Safety Analysis for AI-enabled Cyber-Physical System
Quality assurance of AI-CPSs is of urgent need since many of its applications are in safety-critical domains. Therefore, there comes an increasing trend of relevant research activities in this direction recently. Among those methods, the two most popular are \emph{verification} and \emph{falsification}.
Verification can provide \emph{definite} guarantee for the system, for the cost of scalability. Bae and Lee adopt syntactic separation, which decomposes an STL formula into an equivalent first-order formula, to provide a bounded model checking technique for CPS on STL specifications. Some researches focus on learning-based control system, based on the layer-wise computation of overapproximate reachable sets or the transformation of AI controller into an equivalent hybrid system. However, they can only handle the case of safety specifications, whereas we can handle the general STL specifications. Our approach can be also considering as a lightweight formal analysis technique.
For traditional CPSs, researchers have proposed various effective approaches of \emph{falsification} that try to show the violation of a specification rather than proving its satisfaction. For example, ForeSee leverages QB-robustness, which is a novel semantics targeting at the scale problem, to guide Monte Carlo tree search, which searches over the structure of the formal specification, towards the violation of the specification. However existing work shows that, classic optimization-based falsification techniques, which are designed for traditional CPSs, are not effective in finding falsifying inputs for AI-CPSs.To address this problem, in this work, we propose MOSAIC as a novel safety analysis framework designed for AI-CPSs. The results confirm that MOSAIC is effective in guiding the search process towards the violation of the specification, which results in an efficient falsification technique.
For CPS with AI components, some recent works have also been proposed to assure its safety and reliability, e.g., Al-Nima et al. propose a Genetic Algorithm of Neuron Coverage (GANC) to improve the performance and robustness of DRL controllers in self-driving applications. Their results show that the neuron convergence of the DRL network is increased by injecting embedded information from the inputs, and the reliability and robustness of the DRL controllers are enhanced against abnormal weather conditions. Zolfagharian et al. leverage ML models and genetic algorithms to test the reliability of DRL agents towards faulty episodes. They notice that the searching space of testing a DRL agent can be substantially narrowed by a ML model that predicts the probability of functional faults within a generated episode. In addition to offline testing for AI systems, our work provides a general safety analysis framework that also extensively provides online safety operation advice by safety monitoring. Our framework not only provides AI-aware guidance to a two-stage falsification but also empowers the performance of AI controllers during the execution phase.

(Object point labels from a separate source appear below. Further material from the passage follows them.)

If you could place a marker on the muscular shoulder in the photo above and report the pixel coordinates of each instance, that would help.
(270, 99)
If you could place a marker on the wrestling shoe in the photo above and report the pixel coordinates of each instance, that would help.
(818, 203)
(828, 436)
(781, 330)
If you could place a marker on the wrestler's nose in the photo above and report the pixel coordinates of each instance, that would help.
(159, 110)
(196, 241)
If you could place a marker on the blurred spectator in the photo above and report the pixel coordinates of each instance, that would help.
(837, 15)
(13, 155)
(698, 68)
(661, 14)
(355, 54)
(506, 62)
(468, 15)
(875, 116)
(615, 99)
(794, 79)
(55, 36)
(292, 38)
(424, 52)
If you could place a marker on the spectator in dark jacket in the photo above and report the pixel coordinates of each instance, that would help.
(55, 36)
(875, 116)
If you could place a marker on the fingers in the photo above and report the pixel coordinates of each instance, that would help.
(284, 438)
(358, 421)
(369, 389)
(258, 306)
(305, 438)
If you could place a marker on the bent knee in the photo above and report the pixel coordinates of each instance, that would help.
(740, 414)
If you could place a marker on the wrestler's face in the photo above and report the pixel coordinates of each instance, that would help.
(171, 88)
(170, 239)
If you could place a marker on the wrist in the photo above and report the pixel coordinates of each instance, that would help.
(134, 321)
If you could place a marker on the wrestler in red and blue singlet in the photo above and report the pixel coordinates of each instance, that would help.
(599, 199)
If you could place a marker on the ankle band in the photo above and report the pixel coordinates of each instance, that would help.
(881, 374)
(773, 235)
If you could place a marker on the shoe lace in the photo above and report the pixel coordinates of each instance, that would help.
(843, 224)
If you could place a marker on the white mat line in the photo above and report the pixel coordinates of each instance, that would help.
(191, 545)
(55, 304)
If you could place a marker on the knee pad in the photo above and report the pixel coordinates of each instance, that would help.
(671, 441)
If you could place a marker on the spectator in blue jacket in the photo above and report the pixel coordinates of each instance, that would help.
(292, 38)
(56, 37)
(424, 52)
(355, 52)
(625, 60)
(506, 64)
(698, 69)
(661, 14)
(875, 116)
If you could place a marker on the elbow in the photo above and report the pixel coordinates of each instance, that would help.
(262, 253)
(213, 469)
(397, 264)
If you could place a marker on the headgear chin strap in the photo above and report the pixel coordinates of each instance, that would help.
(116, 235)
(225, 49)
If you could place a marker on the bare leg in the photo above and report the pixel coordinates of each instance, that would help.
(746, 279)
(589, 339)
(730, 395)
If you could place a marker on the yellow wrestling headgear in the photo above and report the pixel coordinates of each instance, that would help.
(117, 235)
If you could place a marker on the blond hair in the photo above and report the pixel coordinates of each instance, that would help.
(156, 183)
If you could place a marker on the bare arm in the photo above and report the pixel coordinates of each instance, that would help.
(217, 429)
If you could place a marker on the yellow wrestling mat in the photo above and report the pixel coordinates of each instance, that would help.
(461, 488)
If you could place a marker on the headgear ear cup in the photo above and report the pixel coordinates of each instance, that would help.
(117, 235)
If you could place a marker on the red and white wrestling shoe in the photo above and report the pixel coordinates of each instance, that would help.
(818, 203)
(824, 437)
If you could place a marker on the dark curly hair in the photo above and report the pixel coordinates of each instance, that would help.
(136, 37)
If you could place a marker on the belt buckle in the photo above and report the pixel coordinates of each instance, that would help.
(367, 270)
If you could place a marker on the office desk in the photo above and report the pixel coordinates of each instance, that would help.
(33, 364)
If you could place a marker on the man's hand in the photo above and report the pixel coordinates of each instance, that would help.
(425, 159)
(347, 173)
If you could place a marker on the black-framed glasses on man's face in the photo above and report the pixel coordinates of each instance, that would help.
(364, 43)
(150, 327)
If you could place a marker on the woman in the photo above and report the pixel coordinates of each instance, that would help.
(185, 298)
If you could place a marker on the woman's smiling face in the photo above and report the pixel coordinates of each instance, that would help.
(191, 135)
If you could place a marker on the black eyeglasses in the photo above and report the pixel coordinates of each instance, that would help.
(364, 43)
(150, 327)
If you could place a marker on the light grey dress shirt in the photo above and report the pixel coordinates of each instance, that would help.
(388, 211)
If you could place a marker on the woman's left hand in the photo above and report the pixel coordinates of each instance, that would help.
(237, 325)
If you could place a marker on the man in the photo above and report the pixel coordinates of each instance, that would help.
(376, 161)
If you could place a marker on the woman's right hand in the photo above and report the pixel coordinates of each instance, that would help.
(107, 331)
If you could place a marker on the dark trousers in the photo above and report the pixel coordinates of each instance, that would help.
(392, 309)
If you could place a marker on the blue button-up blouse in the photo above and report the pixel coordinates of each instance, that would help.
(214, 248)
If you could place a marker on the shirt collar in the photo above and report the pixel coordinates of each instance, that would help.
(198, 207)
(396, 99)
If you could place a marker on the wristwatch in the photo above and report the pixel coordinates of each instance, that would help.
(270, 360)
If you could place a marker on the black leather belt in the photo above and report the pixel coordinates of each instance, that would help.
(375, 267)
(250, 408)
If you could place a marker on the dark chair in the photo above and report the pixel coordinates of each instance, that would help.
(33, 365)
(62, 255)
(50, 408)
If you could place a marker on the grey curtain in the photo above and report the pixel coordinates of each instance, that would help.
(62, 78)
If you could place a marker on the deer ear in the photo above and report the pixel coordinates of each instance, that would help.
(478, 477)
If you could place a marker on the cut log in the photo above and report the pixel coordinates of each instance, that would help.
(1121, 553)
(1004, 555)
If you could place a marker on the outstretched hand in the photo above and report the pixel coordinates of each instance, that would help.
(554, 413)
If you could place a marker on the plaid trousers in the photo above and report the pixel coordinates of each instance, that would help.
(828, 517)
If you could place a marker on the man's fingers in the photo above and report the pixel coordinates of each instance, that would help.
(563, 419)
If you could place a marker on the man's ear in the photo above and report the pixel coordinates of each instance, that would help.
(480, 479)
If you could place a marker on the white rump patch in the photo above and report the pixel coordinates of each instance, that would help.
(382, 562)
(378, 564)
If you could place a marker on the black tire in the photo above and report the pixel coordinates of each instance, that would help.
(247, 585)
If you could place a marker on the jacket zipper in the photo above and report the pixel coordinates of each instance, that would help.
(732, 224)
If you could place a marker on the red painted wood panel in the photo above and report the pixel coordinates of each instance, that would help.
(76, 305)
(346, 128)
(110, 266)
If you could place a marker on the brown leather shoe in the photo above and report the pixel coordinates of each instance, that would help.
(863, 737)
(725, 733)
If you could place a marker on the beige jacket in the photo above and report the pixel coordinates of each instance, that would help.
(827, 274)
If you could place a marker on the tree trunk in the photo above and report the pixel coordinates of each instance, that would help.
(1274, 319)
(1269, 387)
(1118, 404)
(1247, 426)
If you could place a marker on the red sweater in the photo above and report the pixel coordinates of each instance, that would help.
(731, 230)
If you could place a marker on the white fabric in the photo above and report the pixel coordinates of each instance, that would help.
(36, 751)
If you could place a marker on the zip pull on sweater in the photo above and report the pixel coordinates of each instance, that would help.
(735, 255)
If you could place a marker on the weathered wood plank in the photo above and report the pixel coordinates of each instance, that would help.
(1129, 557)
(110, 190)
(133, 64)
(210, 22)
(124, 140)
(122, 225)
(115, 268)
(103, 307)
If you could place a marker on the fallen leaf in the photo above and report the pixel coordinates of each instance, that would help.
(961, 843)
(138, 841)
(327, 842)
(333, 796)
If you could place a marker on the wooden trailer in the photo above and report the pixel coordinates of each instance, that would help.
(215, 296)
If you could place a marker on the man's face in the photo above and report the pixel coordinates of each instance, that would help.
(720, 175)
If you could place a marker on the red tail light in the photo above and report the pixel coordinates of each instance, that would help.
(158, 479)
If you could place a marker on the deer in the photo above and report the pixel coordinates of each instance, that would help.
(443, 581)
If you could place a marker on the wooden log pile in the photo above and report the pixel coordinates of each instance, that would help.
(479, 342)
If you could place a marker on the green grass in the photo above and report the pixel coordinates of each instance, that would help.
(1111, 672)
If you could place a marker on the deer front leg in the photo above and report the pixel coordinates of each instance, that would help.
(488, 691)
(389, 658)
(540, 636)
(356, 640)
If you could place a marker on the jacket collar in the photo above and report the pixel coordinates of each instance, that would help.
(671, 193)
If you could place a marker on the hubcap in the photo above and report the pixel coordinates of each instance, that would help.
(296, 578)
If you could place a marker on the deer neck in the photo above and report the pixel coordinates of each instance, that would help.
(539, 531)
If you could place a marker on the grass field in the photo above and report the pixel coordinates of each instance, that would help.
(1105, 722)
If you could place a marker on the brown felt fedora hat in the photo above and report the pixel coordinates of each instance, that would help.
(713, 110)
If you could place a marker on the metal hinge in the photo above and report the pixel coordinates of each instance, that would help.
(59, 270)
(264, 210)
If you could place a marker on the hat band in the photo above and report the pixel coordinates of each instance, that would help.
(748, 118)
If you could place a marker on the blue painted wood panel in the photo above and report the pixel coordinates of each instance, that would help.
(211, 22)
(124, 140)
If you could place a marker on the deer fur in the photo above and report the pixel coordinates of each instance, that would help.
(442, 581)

Abstraction-based Analysis of AI systems
Building an abstract model for DNNs recently attracted researchers' interest to facilitate the explainability of the AI model. Several approaches have been introduced to address this problem, and most of them utilize deterministic finite automata (DFA) or the Markov model. For example, Weiss et al. design an active learning algorithm to extract a DFA, in which the refinement process is performed by using the counterexamples returned from equivalence query, based on Angluin’s algorithm. For example, Wang et al. propose a method that applies learning and abstraction on system log traces to automatically enable formal verification of discrete-time systems. Later, Du et al. proposed MARBLE, a quantitative adversarial robustness analysis technique for recurrent neural networks (RNNs). It extracts an abstract model from RNN to quantitatively measure the robustness information of RNN, which shows its effectiveness in the detection of adversarial examples and builds state-level and transition-level coverage criteria on top of the DTMC, which helps the application of adversarial sample detection and coverage-guided testing. Khmelnitsky et al. propose to combine statistical model checking and active automata learning to perform robustness certification for a recurrent neural network. In contrast, our work focuses on constructing a general-purpose safety analysis framework, and performing the safety guidance and detection for AI-CPS, which is more on the system level, where DNNs behave as the key components in the system.
Testing of AI system
Pei et al. propose to utilize \emph{neuron coverage}, which computes the percentage of activated neurons exercised by the test inputs, to systematically test DNN. Ma et al consider the output of the neurons, and introduce a set of multi-granularity testing criteria, including neuron level and layer level criteria. TensorFuzz and DeepHunter are coverage-guided fuzz testing frameworks, which apply to a set of well-known DNN models for bug hunting. However, existing work mostly focuses on image classfication domain, which does not consider the temporal behaviors of the AI system. In the domain of AI-enabled CPS, the decisions of AI controller over time greatly influence the safety of the system, which is captured by our constructed SA-MDP.